Introduction To Data Modeling

info

Mitzu can work on top of RAW data.

It doesn't require any transformations, normalizations, or other modeling. This makes it a great tool for datasets that are ingested into the data warehouse via:

  • ELT/ETL tools, like Fivetran, Airbyte, Rivery, Stitch, etc.
  • CDPs, like Segment, RudderStack, Jitsu, etc.

However, you might have use cases where other tools and services require your data to be modeled. In this section, we will cover the basics of data modeling for Mitzu.

Together, the event tables, dimension tables, and the relationships between them form the semantic layer that Mitzu queries against. Mitzu builds this layer from your warehouse schema during configuration and indexing.

In this section, we will cover the basics of data modeling for Mitzu.

Events and dimensions​

Mitzu works well on top of event data models. If you are familiar with the facts and dimensions model (Star schema), the event data model is very similar.

The main difference is that every fact is always related to a User. This means each "event table" contains two columns:

  • User ID: The ID of the user that performed the event.
  • Event time: The time when the event occurred.

Optionally, you can also add a Group ID column to the event table. This column is used to mark the team or organization the user belongs to.

Every event performed by the user in the product or service must have a single row in the event table.

info

Some event tables might contain an event_name or event_type column. This column represents the name of the event the user performed at a given time.

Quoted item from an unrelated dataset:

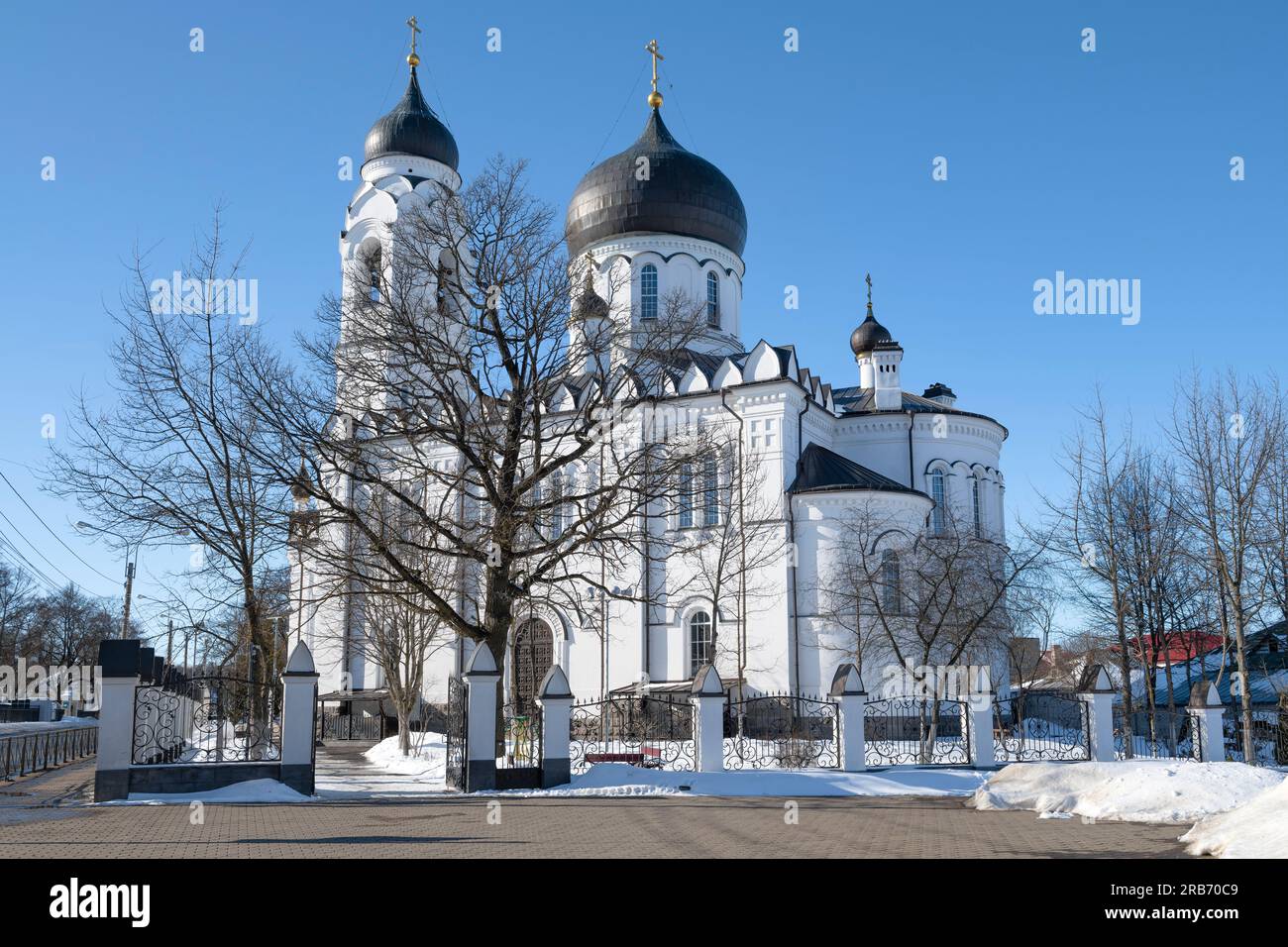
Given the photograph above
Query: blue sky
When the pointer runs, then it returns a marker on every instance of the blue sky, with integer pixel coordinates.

Event tables that have an event_name column are called multi event tables. They are also referred to as "one big table" or "wide tables". Tables that don't have an event_name column are called single event tables.

success

Mitzu supports both single and multi event tables.

Event properties​

Any column that is present in an event table is considered an event property. If your tables have complex column types such as JSON, MAP, VARIANT, STRUCT, etc., the nested key-value pairs can be considered event properties as well. More on this subject here.

Dimension tables​

Dimension tables contain information about entities in your business. Typically, these are:

  • Orders
  • Users
  • Products
  • Items

These don't have an event_time or event_name column. However, they can have a "primary key" column used to identify the entity.

info

Mitzu currently supports two types of dimension tables:

  • User
  • Group

In the future, we will introduce support for arbitrary dimension tables.

The primary keys in the dimension tables should match the user_id and group_id columns in the event tables.

What Mitzu's semantic layer covers​

Mitzu's semantic layer captures the elements product analytics depends on: events, event properties, filter values, user and group entities, dimension properties, and the relationships between them. The analytics engine uses this layer to construct funnel, retention, and segmentation queries deterministically.